Philippe Ledent

Déjà le baptême du feu pour les gouvernements belges en cours de formation?

Philippe Ledent Senior economist chez ING Belgique, chargé de cours à l'UCLouvain.

Alors que les élections européennes, fédérales et régionales ont donné des résultats plutôt clairs en Belgique et qu’elles ne se sont pas soldées par une montée franche des parties extrêmes, on ne peut pas en dire autant des élections européennes dans d’autres Etats membres. En France, les élections ont même pris une tournure inattendue suite à l’annonce de la dissolution de l’Assemblée nationale par le président Macron.

Prise isolément, la décision du président français est surtout importante politiquement : les cartes risquent d’être une fois de plus rebattues et le paysage politique français est de plus en plus polarisé. Cependant, cette décision s’inscrit également dans une séquence d’événements dont les répercussions économiques peuvent être majeures. Tout commence en effet par des finances publiques très dégradées. Le déficit public français dépasse de loin les 5% du PIB, sans réelle espoir d’inverser la tendance à court terme. Si l’on y ajoute le fait que le 30 avril dernier, les règles budgétaires européennes remaniées sont entrées en vigueur et qu’un autre grand pays européen, l’Italie, se retrouve avec des finan­ces publiques encore plus dégradées, cela a suffi à attirer l’attention des marchés financiers sur l’état des finances publiques des pays européens.

Début juin, la dégradation de la note souveraine de la France par S&P a mis une fois de plus ce pays sous le feu des projecteurs. La suite est connue : le 9 juin dernier, après des résultats électoraux donnant le Rassemblement National (RN) largement en tête, le président Macron dissout l’Assemblée. Les jours suivants verront l’implosion des Républicains, de Reconquête et la naissance dans la douleur et non sans son lot de crises intestines du Nouveau Front Populaire (NFP).

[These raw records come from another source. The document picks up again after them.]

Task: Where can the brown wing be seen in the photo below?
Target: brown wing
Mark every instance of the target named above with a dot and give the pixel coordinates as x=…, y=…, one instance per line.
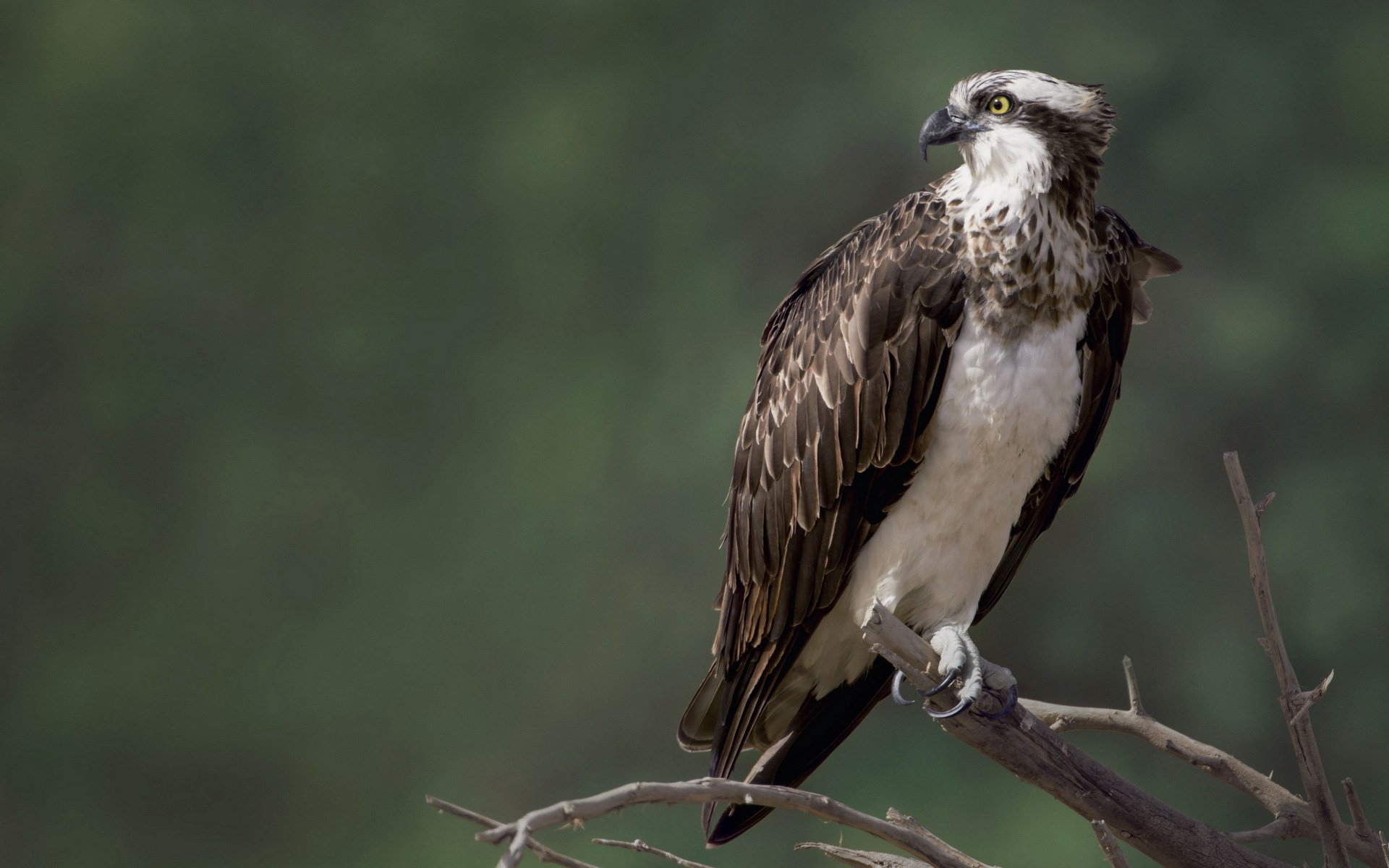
x=1120, y=302
x=848, y=380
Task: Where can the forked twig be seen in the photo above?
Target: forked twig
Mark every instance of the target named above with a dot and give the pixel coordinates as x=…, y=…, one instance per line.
x=1299, y=724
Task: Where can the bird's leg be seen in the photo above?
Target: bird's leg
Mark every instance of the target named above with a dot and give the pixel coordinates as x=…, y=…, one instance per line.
x=960, y=660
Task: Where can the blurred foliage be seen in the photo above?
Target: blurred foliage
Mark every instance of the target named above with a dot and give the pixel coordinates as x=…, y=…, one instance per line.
x=370, y=374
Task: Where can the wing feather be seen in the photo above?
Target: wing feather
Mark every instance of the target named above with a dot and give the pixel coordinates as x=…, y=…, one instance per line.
x=851, y=365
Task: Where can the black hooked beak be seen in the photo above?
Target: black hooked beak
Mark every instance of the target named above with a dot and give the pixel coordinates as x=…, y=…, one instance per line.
x=946, y=127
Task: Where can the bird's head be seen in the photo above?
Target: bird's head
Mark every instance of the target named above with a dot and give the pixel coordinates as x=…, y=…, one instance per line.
x=1024, y=128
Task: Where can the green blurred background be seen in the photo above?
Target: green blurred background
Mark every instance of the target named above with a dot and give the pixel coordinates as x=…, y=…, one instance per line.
x=370, y=375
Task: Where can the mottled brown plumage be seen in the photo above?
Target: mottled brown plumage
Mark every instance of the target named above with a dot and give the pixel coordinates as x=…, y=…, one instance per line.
x=839, y=421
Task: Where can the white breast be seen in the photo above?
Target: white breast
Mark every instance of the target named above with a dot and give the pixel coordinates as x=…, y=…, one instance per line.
x=1006, y=409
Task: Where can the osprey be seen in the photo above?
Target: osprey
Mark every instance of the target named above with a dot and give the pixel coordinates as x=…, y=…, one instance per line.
x=927, y=398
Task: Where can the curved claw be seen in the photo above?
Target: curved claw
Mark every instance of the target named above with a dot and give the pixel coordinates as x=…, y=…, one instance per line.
x=945, y=682
x=899, y=679
x=1007, y=706
x=896, y=691
x=951, y=712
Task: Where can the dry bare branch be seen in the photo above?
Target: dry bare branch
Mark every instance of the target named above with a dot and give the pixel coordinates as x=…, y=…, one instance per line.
x=1025, y=746
x=1280, y=828
x=863, y=859
x=1357, y=812
x=1299, y=724
x=1131, y=682
x=641, y=846
x=1028, y=744
x=919, y=843
x=1109, y=843
x=542, y=853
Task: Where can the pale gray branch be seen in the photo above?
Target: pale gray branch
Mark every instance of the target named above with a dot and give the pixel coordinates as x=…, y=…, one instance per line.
x=919, y=843
x=1299, y=723
x=1280, y=828
x=863, y=859
x=641, y=846
x=1108, y=842
x=1357, y=812
x=542, y=853
x=1131, y=682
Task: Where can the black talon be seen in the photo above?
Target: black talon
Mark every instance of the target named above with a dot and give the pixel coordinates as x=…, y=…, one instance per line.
x=1007, y=707
x=901, y=677
x=945, y=682
x=940, y=715
x=896, y=691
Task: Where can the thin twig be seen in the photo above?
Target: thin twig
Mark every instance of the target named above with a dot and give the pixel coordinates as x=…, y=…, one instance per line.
x=863, y=859
x=542, y=853
x=1280, y=828
x=641, y=846
x=1131, y=682
x=1299, y=726
x=1109, y=843
x=1357, y=812
x=921, y=845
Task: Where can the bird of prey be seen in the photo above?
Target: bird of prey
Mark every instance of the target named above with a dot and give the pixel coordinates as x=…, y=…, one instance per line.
x=927, y=398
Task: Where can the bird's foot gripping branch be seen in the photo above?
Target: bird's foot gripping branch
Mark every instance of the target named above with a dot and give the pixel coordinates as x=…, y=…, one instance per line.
x=1027, y=741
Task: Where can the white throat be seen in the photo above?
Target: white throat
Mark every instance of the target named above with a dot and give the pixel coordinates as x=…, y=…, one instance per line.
x=1008, y=161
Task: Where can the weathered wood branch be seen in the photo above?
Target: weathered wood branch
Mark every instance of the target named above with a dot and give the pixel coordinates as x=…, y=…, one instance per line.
x=1028, y=744
x=1113, y=854
x=1291, y=699
x=919, y=843
x=863, y=859
x=641, y=846
x=1031, y=750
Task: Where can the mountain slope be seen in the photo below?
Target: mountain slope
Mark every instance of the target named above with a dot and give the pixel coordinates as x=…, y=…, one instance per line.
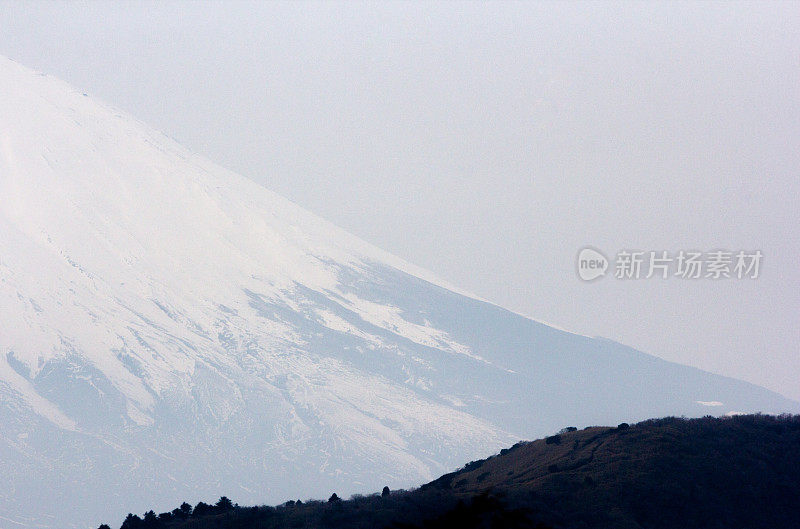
x=170, y=330
x=659, y=474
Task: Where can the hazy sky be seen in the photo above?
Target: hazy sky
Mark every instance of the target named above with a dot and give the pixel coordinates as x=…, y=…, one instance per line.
x=490, y=142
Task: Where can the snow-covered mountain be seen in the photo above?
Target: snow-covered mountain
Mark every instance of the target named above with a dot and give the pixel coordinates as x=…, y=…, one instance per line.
x=171, y=331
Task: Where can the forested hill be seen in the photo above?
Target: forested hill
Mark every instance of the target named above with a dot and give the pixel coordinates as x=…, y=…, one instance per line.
x=733, y=472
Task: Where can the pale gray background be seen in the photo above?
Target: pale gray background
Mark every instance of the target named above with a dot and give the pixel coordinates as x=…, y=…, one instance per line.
x=489, y=142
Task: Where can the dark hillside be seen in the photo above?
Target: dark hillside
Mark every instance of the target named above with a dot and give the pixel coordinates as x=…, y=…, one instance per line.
x=736, y=472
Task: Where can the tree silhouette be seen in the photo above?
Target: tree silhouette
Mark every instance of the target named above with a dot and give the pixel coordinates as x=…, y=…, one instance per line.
x=224, y=504
x=132, y=521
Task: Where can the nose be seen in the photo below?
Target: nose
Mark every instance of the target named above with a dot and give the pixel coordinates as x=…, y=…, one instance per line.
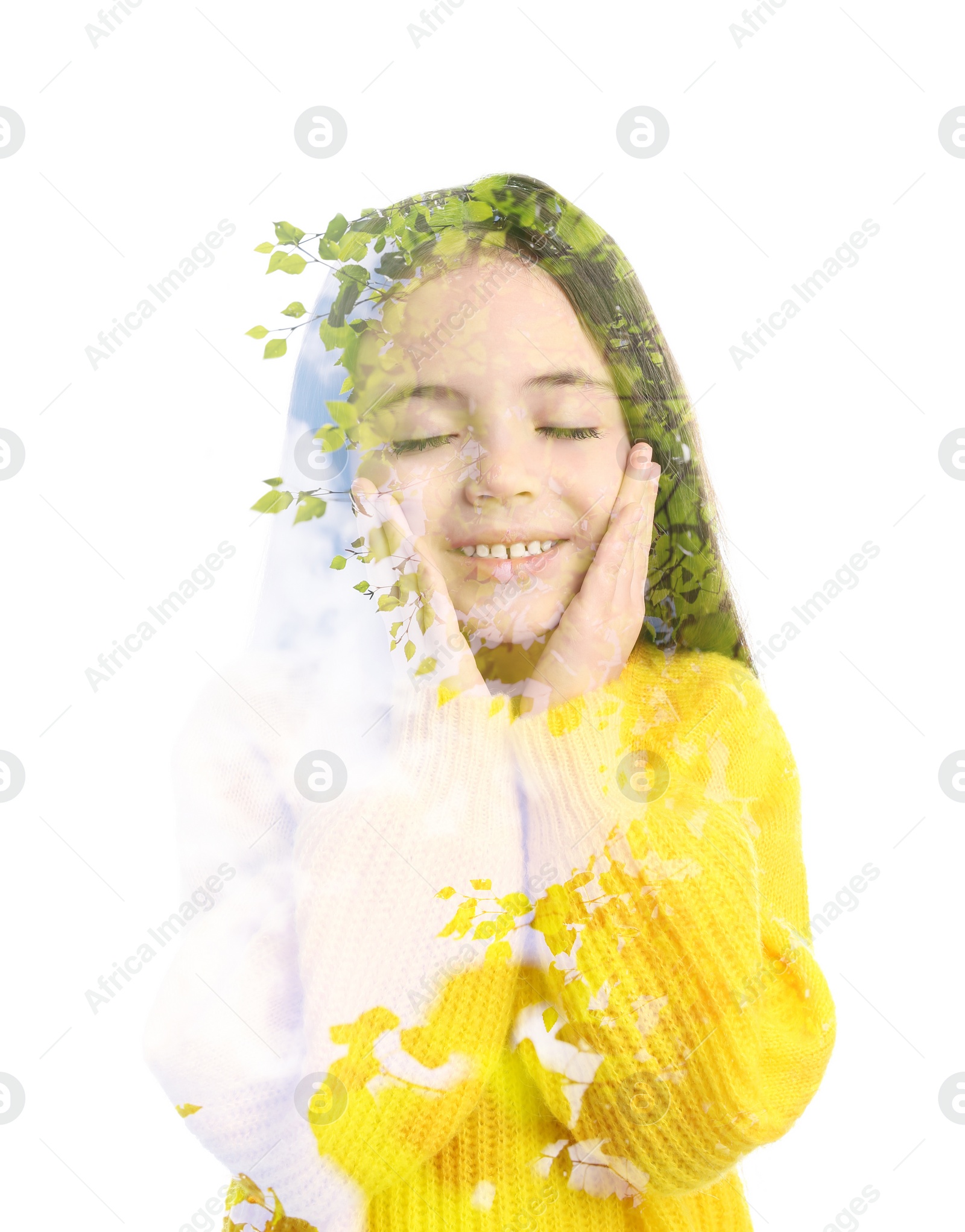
x=503, y=470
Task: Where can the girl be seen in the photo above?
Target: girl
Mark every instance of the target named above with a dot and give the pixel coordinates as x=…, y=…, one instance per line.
x=519, y=934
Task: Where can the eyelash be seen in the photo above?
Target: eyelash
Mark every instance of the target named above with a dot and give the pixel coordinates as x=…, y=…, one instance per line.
x=418, y=445
x=570, y=434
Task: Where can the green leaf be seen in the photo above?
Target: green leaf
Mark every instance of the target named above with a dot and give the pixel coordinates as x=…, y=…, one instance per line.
x=372, y=223
x=344, y=303
x=289, y=235
x=332, y=439
x=394, y=265
x=273, y=503
x=353, y=248
x=358, y=273
x=309, y=508
x=344, y=413
x=476, y=211
x=337, y=228
x=333, y=335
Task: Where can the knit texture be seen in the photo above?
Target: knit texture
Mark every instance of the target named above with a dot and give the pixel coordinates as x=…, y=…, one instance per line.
x=556, y=971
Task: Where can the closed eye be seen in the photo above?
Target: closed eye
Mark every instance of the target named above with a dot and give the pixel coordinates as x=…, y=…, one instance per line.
x=570, y=434
x=422, y=443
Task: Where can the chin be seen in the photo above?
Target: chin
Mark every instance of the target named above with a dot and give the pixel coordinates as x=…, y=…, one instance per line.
x=518, y=621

Il s’agit de clairement signaler la différence entre une politique française chaotique et une politique belge capable d’avancer.

Cette séquence n’a pas été sans conséquence sur le marché obligataire. En effet, jusqu’en février de cette année, le taux d’emprunt à 10 ans de l’Etat français était quelques 10 points de base (bp) en dessous de son homologue belge. Néanmoins, probablement par anticipation de la dégradation de la note française, cet écart s’est réduit à néant dès le mois de mars. Depuis la semaine dernière et la publication des projets de programme du RN et du NFP, le taux français s’est installé 10 bp au-dessus du belge. Par ailleurs, on a pu observer une augmentation de l’ensemble des primes de risque par rapport à l’Allemagne. Ainsi, alors que la prime de risque de la Belgique était redescendue à quelques 50 bp en avril, elle approche actuellement 65 bp. Elle atteint presque 80 bp dans le cas de la France et 155 bp dans le cas de l’Italie. Si, dans un premier temps, on pouvait considérer les mouvements de taux comme du bruit limité et temporaire sur les marchés obligataires, cela ressemble de plus en plus à une fuite vers la qualité depuis les élections européennes.

Certes, on ne va pas encore parler de nouvelle crise de la dette, mais une fois que les marchés se focalisent sur les thématiques des finances publiques et de la stabilité politique, les choses peuvent évoluer très vite. D’autant plus que le mois de juin est encore marqué par des échéances importantes, dont l’avis très attendu de la Commission sur les finances publiques des Etats membres. Dans un tel contexte explosif, les gouvernements belges pourraient subir leur baptême du feu avant même d’être formés ! Heureusement, au vu du résultat des élections, les partis politiques actuellement en négociations ont la capacité de multiplier les signes d’apaisement. Il s’agit d’une part de clairement signaler la différence entre une politique française chaotique et une politique belge capable d’avancer et d’apporter une certaine stabilité. D’autre part, il s’agit inévi­tablement de signaler que la question de l’efficacité de la dépense publique est un problème pris à présent à bras le corps par les futurs gouvernements, à la différence des errements du passé ou d’autres pays. Bref, signaler qu’il y a un pilote dans l’avion alors que les turbulences approchent.